One of the biggest revelations you will ever have in your finance career is the importance of reaching the Vice President level at an Investment Bank. At this level, a person should find that the amount of compensation earned in salary + bonuses less taxes and deferred income should be enough to make one “feel” like they are earning a high salary from a practical perspective rather than a romanticized point of view concentrating on gross rather than net pay. Indeed, accounting for the effect of taxes and deferred compensation on an Investment Banking Vice President’s total compensation yields a monthly disposable figure number that should feel truly “disposable” to the employee for the first time.

 

Read More: Inside The Life of an Investment Banking VP

 

Typical all-in compensation totaling up to and over $400K (salary plus bonus) per year of gross income is reasonable and in fact not out of the ordinary and should enable an individual to save more than adequately for retirement and live relatively more comfortably in a high-cost city like New York, London, or Hong Kong. For the sake of simplicity, I am aware that I am conveniently not taking into account the added cost of having a family or unexpected healthcare expenses. My view on Investment Banking salaries at the VP level considers only the individual and no other dependent.

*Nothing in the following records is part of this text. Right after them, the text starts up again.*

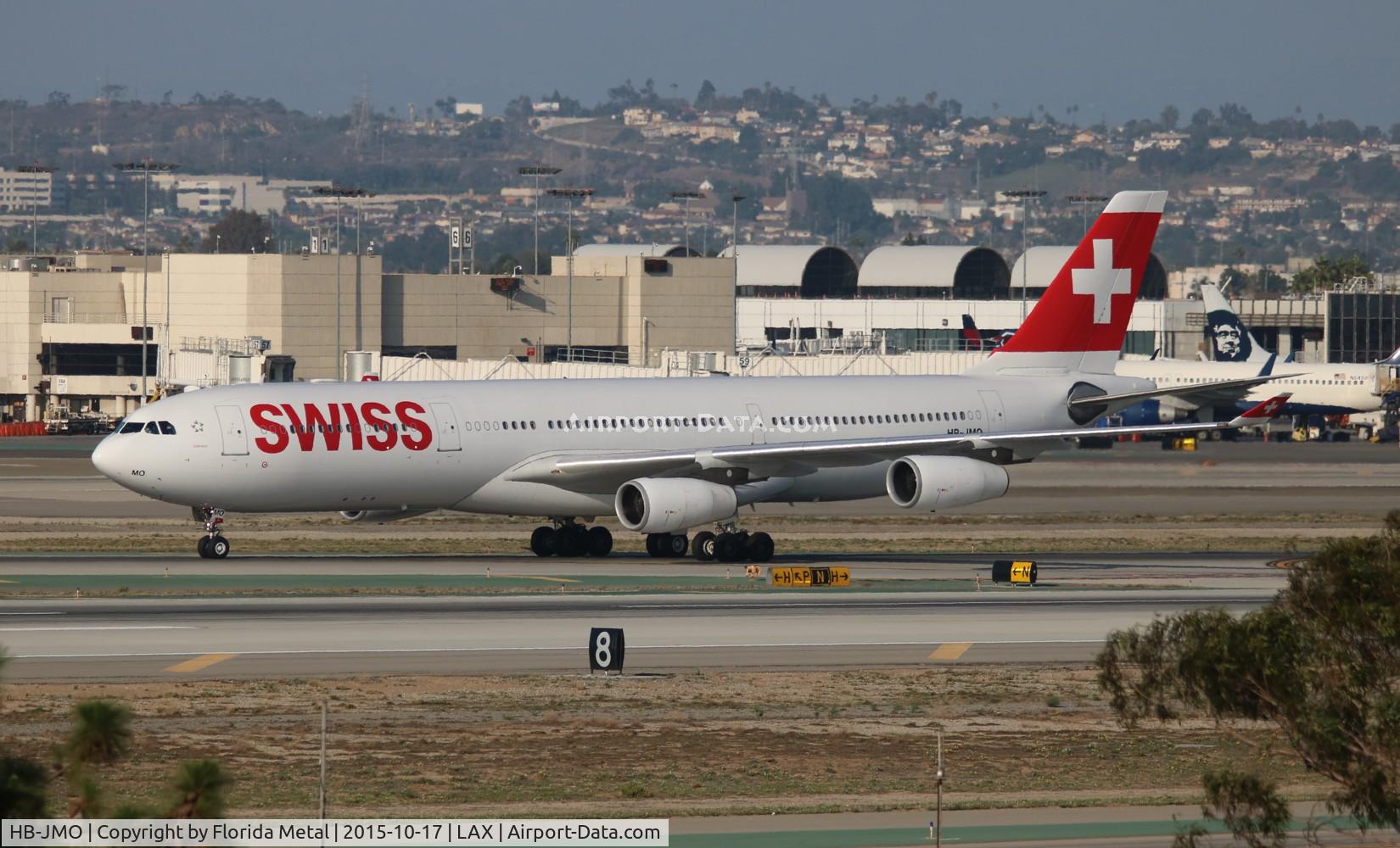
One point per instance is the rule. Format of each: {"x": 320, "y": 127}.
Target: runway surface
{"x": 52, "y": 477}
{"x": 316, "y": 637}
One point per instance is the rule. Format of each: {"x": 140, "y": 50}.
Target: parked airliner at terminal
{"x": 665, "y": 455}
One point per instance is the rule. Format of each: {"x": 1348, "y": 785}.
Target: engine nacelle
{"x": 1154, "y": 411}
{"x": 941, "y": 482}
{"x": 669, "y": 504}
{"x": 379, "y": 516}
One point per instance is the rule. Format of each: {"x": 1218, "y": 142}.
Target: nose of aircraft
{"x": 104, "y": 456}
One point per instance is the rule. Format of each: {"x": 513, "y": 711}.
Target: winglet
{"x": 1263, "y": 411}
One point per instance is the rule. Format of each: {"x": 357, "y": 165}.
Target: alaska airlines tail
{"x": 1079, "y": 322}
{"x": 1231, "y": 340}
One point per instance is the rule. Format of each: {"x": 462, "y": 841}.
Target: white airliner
{"x": 664, "y": 455}
{"x": 1244, "y": 374}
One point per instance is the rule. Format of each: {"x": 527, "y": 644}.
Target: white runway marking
{"x": 97, "y": 628}
{"x": 547, "y": 648}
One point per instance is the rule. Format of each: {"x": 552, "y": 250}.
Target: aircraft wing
{"x": 605, "y": 471}
{"x": 1224, "y": 392}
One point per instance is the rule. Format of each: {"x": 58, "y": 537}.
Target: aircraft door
{"x": 758, "y": 427}
{"x": 448, "y": 436}
{"x": 232, "y": 430}
{"x": 995, "y": 411}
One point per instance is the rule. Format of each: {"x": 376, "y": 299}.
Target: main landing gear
{"x": 211, "y": 544}
{"x": 731, "y": 544}
{"x": 568, "y": 539}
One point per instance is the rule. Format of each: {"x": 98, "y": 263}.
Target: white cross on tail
{"x": 1102, "y": 282}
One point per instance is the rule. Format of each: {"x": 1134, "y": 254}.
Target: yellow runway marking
{"x": 199, "y": 662}
{"x": 949, "y": 651}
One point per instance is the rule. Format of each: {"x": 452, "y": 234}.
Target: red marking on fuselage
{"x": 372, "y": 424}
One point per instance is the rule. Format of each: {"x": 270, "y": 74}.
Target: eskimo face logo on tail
{"x": 1229, "y": 340}
{"x": 340, "y": 426}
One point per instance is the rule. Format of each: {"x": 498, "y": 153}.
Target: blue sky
{"x": 1113, "y": 59}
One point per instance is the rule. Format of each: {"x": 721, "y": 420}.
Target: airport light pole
{"x": 339, "y": 193}
{"x": 686, "y": 196}
{"x": 1025, "y": 196}
{"x": 1084, "y": 200}
{"x": 34, "y": 199}
{"x": 144, "y": 168}
{"x": 536, "y": 171}
{"x": 568, "y": 259}
{"x": 736, "y": 199}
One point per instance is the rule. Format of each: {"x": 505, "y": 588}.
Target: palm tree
{"x": 101, "y": 732}
{"x": 199, "y": 789}
{"x": 87, "y": 802}
{"x": 23, "y": 784}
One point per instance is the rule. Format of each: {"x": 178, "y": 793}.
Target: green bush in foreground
{"x": 1320, "y": 662}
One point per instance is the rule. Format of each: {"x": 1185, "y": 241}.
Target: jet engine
{"x": 1154, "y": 411}
{"x": 669, "y": 504}
{"x": 941, "y": 482}
{"x": 379, "y": 516}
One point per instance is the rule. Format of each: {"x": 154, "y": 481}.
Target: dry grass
{"x": 710, "y": 742}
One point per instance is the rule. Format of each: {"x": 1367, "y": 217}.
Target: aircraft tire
{"x": 600, "y": 542}
{"x": 759, "y": 548}
{"x": 703, "y": 546}
{"x": 542, "y": 542}
{"x": 674, "y": 544}
{"x": 654, "y": 544}
{"x": 728, "y": 548}
{"x": 570, "y": 542}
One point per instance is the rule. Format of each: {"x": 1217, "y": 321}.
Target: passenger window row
{"x": 882, "y": 419}
{"x": 497, "y": 424}
{"x": 152, "y": 427}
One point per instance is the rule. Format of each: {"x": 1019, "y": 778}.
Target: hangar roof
{"x": 616, "y": 249}
{"x": 818, "y": 271}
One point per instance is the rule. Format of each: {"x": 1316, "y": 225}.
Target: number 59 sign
{"x": 605, "y": 648}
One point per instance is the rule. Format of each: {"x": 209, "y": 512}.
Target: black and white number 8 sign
{"x": 605, "y": 650}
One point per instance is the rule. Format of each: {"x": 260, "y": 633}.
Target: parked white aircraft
{"x": 665, "y": 455}
{"x": 1242, "y": 376}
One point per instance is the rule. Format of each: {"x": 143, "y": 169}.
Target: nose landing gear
{"x": 732, "y": 544}
{"x": 570, "y": 539}
{"x": 211, "y": 544}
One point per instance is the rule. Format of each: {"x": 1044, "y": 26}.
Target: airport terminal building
{"x": 71, "y": 327}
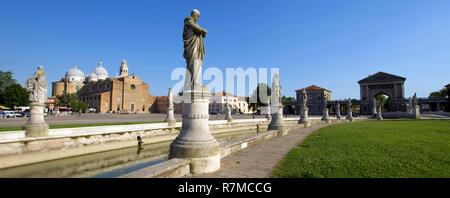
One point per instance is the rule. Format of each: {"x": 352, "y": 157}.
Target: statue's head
{"x": 195, "y": 14}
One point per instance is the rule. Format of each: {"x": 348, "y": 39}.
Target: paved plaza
{"x": 109, "y": 118}
{"x": 257, "y": 161}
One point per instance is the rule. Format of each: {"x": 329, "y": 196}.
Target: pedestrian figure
{"x": 140, "y": 142}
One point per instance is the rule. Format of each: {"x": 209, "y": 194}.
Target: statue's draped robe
{"x": 37, "y": 88}
{"x": 194, "y": 49}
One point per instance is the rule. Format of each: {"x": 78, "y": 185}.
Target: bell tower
{"x": 124, "y": 68}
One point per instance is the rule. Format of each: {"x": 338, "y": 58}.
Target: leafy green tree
{"x": 260, "y": 96}
{"x": 11, "y": 93}
{"x": 6, "y": 80}
{"x": 439, "y": 94}
{"x": 14, "y": 95}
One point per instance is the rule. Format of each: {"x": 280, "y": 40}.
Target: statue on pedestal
{"x": 304, "y": 110}
{"x": 325, "y": 116}
{"x": 228, "y": 117}
{"x": 276, "y": 108}
{"x": 195, "y": 141}
{"x": 37, "y": 90}
{"x": 349, "y": 110}
{"x": 170, "y": 119}
{"x": 194, "y": 49}
{"x": 338, "y": 111}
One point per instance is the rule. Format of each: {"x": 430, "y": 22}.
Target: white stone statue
{"x": 305, "y": 98}
{"x": 349, "y": 110}
{"x": 170, "y": 119}
{"x": 415, "y": 102}
{"x": 194, "y": 49}
{"x": 276, "y": 90}
{"x": 37, "y": 87}
{"x": 195, "y": 142}
{"x": 277, "y": 122}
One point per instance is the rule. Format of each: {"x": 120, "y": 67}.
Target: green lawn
{"x": 373, "y": 149}
{"x": 60, "y": 126}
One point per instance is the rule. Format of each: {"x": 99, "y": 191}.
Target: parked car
{"x": 9, "y": 114}
{"x": 18, "y": 114}
{"x": 25, "y": 113}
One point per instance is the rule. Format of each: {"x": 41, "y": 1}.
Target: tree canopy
{"x": 260, "y": 96}
{"x": 439, "y": 94}
{"x": 11, "y": 93}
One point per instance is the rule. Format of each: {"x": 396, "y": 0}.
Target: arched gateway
{"x": 382, "y": 83}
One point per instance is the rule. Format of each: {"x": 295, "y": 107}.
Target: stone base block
{"x": 204, "y": 156}
{"x": 171, "y": 122}
{"x": 282, "y": 130}
{"x": 205, "y": 165}
{"x": 36, "y": 129}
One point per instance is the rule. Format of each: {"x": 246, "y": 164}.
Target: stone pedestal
{"x": 277, "y": 122}
{"x": 304, "y": 117}
{"x": 170, "y": 119}
{"x": 195, "y": 141}
{"x": 379, "y": 112}
{"x": 349, "y": 116}
{"x": 325, "y": 116}
{"x": 36, "y": 126}
{"x": 416, "y": 112}
{"x": 269, "y": 117}
{"x": 379, "y": 116}
{"x": 228, "y": 116}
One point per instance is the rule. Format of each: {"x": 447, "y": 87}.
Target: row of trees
{"x": 261, "y": 95}
{"x": 11, "y": 93}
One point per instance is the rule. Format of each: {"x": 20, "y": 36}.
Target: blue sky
{"x": 330, "y": 43}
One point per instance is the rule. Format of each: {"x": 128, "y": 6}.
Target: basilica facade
{"x": 124, "y": 93}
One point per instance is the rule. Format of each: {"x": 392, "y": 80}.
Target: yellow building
{"x": 124, "y": 93}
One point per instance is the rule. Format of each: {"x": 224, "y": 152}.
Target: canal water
{"x": 107, "y": 164}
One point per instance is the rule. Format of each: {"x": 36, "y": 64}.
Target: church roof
{"x": 381, "y": 77}
{"x": 313, "y": 88}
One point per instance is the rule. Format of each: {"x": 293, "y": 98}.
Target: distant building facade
{"x": 124, "y": 93}
{"x": 316, "y": 97}
{"x": 218, "y": 103}
{"x": 382, "y": 83}
{"x": 161, "y": 104}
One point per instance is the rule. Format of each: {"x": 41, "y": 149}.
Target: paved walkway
{"x": 257, "y": 161}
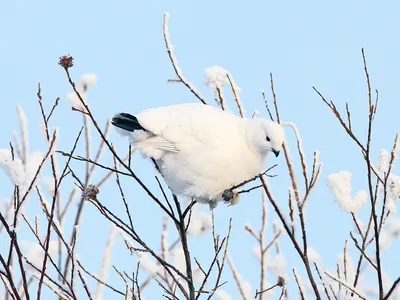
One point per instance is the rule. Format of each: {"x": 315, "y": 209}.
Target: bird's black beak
{"x": 275, "y": 152}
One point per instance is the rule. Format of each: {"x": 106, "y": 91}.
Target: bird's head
{"x": 270, "y": 137}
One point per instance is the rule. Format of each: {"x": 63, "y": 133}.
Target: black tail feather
{"x": 127, "y": 122}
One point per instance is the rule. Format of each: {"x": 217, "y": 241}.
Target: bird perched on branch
{"x": 200, "y": 150}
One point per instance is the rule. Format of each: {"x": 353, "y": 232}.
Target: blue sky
{"x": 304, "y": 44}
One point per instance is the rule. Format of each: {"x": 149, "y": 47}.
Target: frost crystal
{"x": 14, "y": 169}
{"x": 383, "y": 160}
{"x": 340, "y": 184}
{"x": 199, "y": 224}
{"x": 277, "y": 266}
{"x": 394, "y": 187}
{"x": 88, "y": 80}
{"x": 35, "y": 252}
{"x": 215, "y": 77}
{"x": 222, "y": 295}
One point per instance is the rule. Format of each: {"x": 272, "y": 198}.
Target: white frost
{"x": 14, "y": 169}
{"x": 277, "y": 266}
{"x": 394, "y": 187}
{"x": 215, "y": 77}
{"x": 200, "y": 223}
{"x": 88, "y": 80}
{"x": 340, "y": 184}
{"x": 222, "y": 295}
{"x": 35, "y": 253}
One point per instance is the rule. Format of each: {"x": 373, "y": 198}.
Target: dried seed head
{"x": 66, "y": 61}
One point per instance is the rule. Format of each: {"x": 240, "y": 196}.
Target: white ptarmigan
{"x": 200, "y": 150}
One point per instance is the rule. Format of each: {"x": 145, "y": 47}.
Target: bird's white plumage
{"x": 201, "y": 150}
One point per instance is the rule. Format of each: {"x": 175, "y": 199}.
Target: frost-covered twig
{"x": 281, "y": 283}
{"x": 235, "y": 92}
{"x": 365, "y": 150}
{"x": 392, "y": 288}
{"x": 302, "y": 255}
{"x": 300, "y": 285}
{"x": 174, "y": 62}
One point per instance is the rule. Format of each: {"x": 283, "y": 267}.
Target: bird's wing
{"x": 189, "y": 124}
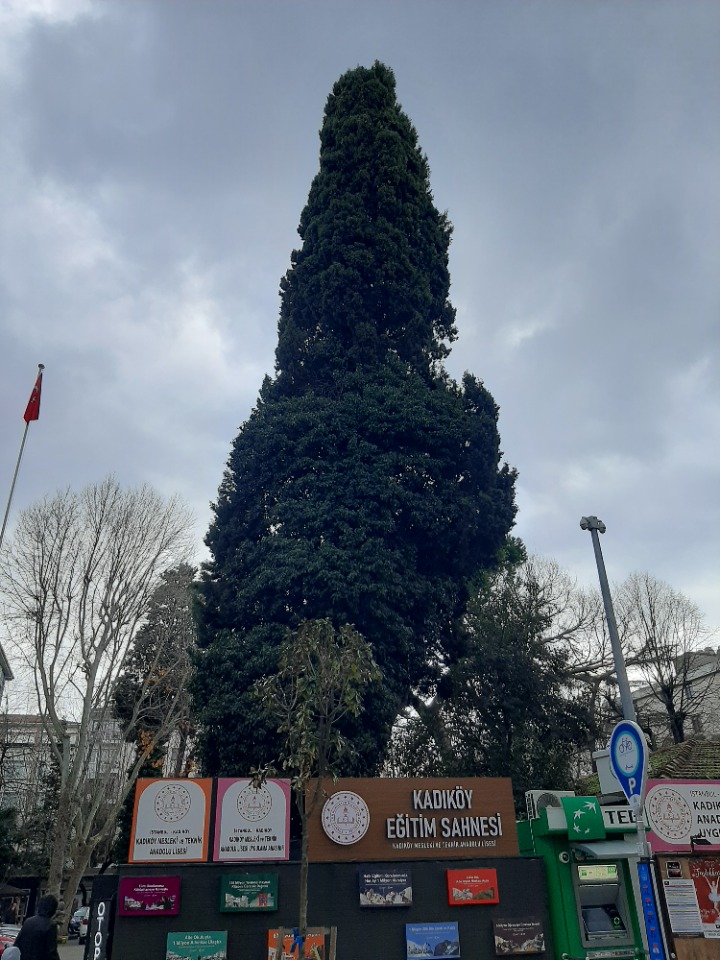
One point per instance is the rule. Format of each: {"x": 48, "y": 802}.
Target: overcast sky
{"x": 154, "y": 161}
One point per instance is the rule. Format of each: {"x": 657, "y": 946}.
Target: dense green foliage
{"x": 506, "y": 708}
{"x": 323, "y": 673}
{"x": 366, "y": 487}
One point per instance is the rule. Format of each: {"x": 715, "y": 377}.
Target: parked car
{"x": 76, "y": 919}
{"x": 82, "y": 930}
{"x": 8, "y": 933}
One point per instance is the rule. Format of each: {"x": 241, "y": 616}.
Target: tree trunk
{"x": 58, "y": 855}
{"x": 303, "y": 867}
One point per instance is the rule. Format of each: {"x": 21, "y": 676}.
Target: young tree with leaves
{"x": 367, "y": 486}
{"x": 77, "y": 580}
{"x": 322, "y": 677}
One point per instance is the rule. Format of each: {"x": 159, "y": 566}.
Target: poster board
{"x": 431, "y": 940}
{"x": 518, "y": 938}
{"x": 314, "y": 948}
{"x": 472, "y": 887}
{"x": 208, "y": 945}
{"x": 385, "y": 887}
{"x": 252, "y": 823}
{"x": 171, "y": 821}
{"x": 149, "y": 896}
{"x": 243, "y": 892}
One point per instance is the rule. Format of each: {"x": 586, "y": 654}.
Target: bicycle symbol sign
{"x": 627, "y": 758}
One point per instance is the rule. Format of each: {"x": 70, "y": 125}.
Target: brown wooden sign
{"x": 412, "y": 819}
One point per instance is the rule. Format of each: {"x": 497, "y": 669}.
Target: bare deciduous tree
{"x": 76, "y": 581}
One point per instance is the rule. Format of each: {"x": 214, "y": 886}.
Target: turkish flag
{"x": 32, "y": 411}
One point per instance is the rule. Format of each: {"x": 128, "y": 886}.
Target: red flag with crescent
{"x": 32, "y": 411}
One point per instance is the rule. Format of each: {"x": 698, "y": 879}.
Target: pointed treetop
{"x": 371, "y": 278}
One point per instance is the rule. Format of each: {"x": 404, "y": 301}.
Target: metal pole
{"x": 595, "y": 527}
{"x": 12, "y": 486}
{"x": 41, "y": 367}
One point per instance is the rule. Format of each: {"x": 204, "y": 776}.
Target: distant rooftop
{"x": 695, "y": 759}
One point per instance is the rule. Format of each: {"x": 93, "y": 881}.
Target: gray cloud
{"x": 155, "y": 161}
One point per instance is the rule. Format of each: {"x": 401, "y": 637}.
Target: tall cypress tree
{"x": 366, "y": 486}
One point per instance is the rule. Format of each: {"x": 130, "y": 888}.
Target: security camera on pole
{"x": 628, "y": 759}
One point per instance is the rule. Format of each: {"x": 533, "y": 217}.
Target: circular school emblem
{"x": 345, "y": 817}
{"x": 172, "y": 802}
{"x": 254, "y": 804}
{"x": 669, "y": 814}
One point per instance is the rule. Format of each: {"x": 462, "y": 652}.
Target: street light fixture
{"x": 595, "y": 527}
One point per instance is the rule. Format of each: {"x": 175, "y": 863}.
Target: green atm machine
{"x": 592, "y": 877}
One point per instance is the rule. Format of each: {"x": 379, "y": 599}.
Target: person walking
{"x": 37, "y": 939}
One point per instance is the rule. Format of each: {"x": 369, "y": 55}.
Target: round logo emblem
{"x": 669, "y": 814}
{"x": 345, "y": 817}
{"x": 254, "y": 804}
{"x": 172, "y": 802}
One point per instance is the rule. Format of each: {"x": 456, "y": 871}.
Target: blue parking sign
{"x": 628, "y": 759}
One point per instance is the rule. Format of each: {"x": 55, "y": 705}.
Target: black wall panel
{"x": 377, "y": 933}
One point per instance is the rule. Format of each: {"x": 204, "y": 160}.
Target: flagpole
{"x": 41, "y": 367}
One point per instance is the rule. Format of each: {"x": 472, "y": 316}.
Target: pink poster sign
{"x": 678, "y": 811}
{"x": 252, "y": 823}
{"x": 149, "y": 896}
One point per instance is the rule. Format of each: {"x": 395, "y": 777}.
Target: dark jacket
{"x": 37, "y": 939}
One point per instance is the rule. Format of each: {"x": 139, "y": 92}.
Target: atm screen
{"x": 603, "y": 919}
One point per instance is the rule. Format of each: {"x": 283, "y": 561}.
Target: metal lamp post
{"x": 595, "y": 527}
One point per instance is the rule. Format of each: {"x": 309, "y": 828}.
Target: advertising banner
{"x": 211, "y": 945}
{"x": 149, "y": 896}
{"x": 252, "y": 823}
{"x": 469, "y": 887}
{"x": 677, "y": 810}
{"x": 171, "y": 821}
{"x": 243, "y": 892}
{"x": 407, "y": 818}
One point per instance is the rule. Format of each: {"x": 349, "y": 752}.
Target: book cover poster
{"x": 706, "y": 877}
{"x": 248, "y": 891}
{"x": 432, "y": 940}
{"x": 518, "y": 937}
{"x": 314, "y": 946}
{"x": 252, "y": 823}
{"x": 198, "y": 945}
{"x": 470, "y": 887}
{"x": 149, "y": 896}
{"x": 385, "y": 888}
{"x": 171, "y": 821}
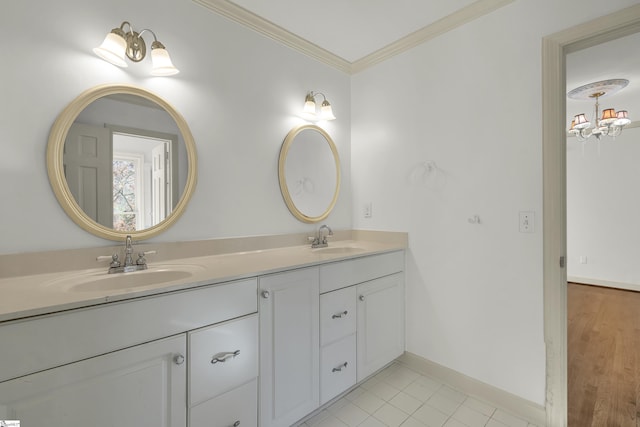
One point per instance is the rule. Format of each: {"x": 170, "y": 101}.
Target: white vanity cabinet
{"x": 371, "y": 333}
{"x": 141, "y": 386}
{"x": 338, "y": 342}
{"x": 289, "y": 346}
{"x": 136, "y": 362}
{"x": 223, "y": 374}
{"x": 380, "y": 323}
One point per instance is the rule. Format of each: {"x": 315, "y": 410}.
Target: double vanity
{"x": 237, "y": 332}
{"x": 250, "y": 338}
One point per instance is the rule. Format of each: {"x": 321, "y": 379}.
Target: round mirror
{"x": 121, "y": 161}
{"x": 309, "y": 173}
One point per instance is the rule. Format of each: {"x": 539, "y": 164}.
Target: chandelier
{"x": 610, "y": 123}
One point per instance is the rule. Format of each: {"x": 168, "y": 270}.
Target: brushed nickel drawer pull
{"x": 339, "y": 368}
{"x": 224, "y": 356}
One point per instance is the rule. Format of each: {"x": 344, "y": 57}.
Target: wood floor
{"x": 603, "y": 357}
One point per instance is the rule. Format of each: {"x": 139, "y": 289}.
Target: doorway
{"x": 554, "y": 51}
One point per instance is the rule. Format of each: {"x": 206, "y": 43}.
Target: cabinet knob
{"x": 339, "y": 315}
{"x": 340, "y": 368}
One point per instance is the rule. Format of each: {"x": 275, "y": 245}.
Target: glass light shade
{"x": 581, "y": 122}
{"x": 113, "y": 49}
{"x": 326, "y": 112}
{"x": 572, "y": 127}
{"x": 162, "y": 65}
{"x": 309, "y": 105}
{"x": 608, "y": 116}
{"x": 622, "y": 118}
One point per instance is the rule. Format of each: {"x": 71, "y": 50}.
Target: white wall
{"x": 469, "y": 101}
{"x": 238, "y": 91}
{"x": 603, "y": 208}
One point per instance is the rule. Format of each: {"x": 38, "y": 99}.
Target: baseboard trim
{"x": 604, "y": 283}
{"x": 487, "y": 393}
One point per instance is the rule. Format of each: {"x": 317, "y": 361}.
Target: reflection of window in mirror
{"x": 122, "y": 178}
{"x": 142, "y": 181}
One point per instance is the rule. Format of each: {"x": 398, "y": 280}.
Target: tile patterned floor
{"x": 398, "y": 396}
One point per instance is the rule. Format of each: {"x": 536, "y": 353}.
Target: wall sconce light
{"x": 120, "y": 44}
{"x": 309, "y": 109}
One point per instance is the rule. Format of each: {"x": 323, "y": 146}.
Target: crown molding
{"x": 431, "y": 31}
{"x": 275, "y": 32}
{"x": 267, "y": 28}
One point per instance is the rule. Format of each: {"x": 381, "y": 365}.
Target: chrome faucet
{"x": 320, "y": 241}
{"x": 128, "y": 252}
{"x": 129, "y": 265}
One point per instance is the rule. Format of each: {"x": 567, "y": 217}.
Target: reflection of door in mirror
{"x": 87, "y": 168}
{"x": 123, "y": 178}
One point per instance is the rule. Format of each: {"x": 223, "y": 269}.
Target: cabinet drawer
{"x": 239, "y": 405}
{"x": 44, "y": 342}
{"x": 346, "y": 273}
{"x": 337, "y": 314}
{"x": 337, "y": 368}
{"x": 222, "y": 357}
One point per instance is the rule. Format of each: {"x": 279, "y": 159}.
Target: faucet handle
{"x": 141, "y": 257}
{"x": 115, "y": 262}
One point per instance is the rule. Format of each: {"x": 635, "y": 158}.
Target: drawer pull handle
{"x": 339, "y": 368}
{"x": 223, "y": 357}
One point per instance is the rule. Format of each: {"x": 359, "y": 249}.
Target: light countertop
{"x": 38, "y": 294}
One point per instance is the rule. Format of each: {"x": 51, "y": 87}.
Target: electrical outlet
{"x": 367, "y": 210}
{"x": 527, "y": 222}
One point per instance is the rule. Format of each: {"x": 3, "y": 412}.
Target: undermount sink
{"x": 93, "y": 282}
{"x": 338, "y": 250}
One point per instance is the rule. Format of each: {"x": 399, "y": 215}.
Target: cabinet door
{"x": 139, "y": 386}
{"x": 222, "y": 357}
{"x": 289, "y": 346}
{"x": 380, "y": 323}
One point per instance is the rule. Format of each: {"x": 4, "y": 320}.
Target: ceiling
{"x": 353, "y": 29}
{"x": 617, "y": 59}
{"x": 352, "y": 35}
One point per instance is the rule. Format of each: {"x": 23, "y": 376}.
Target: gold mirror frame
{"x": 55, "y": 167}
{"x": 286, "y": 195}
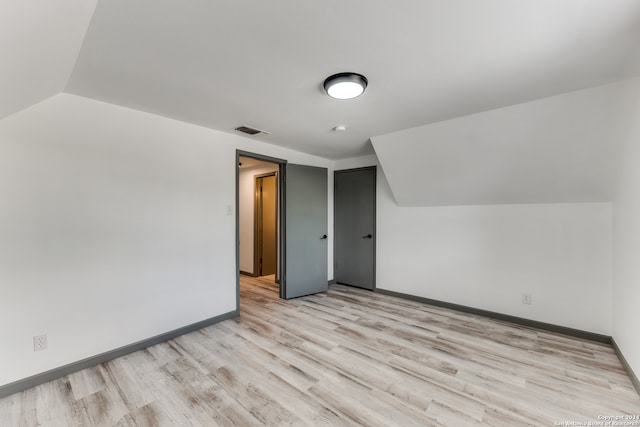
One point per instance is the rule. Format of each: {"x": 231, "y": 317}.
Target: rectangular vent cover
{"x": 250, "y": 131}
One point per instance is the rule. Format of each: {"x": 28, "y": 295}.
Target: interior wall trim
{"x": 577, "y": 333}
{"x": 53, "y": 374}
{"x": 632, "y": 375}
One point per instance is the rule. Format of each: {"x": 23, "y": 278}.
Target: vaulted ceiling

The same observation I made about top-performers earning the top bonuses still applies at the Vice President level and beyond – the average Managing Director at a major global investment will indeed pull in over a seven-figure total comp number in one calendar year. Experts generally agree that the average is $1.2M (yes, million) for the non-group-head MD at a bulge bracket firm, a figure affirmed by the MD’s and SMD’s (Senior Managing Directors) I’ve known who didn’t hold back on the truth. If you can reach the MD level you are doing quite well financially, and there is no way that I can make any kind of assertion otherwise that I can reasonably defend (nor would I attempt to do so). If you can make it to MD, congratulations, you are winning.

 

Conclusion

Earning the highest Investment Banking salaries is fully contingent upon one’s performance on the job and really nothing else. This is the blunt honest truth. If you are in the business already, and you have yet to go through a bonus cycle, you will receive information from your department head and HR rep a few months before year-end explaining in legalese how bonus numbers are defined, based on, and dependent on four components (usually in order of importance): 1) your individual performance, 2) your department’s performance, 3) the firm’s overall performance, and 4) the overall market (i.e. competitor banking landscape and compensation trends). You are also given official word that these four factors equally impact your final bonus number. If you’ve ever gone through a bonus season, you know that the fact of the matter is, your rating is the only thing on the planet that determines your end-of-year bonus–everything else is just a smokescreen.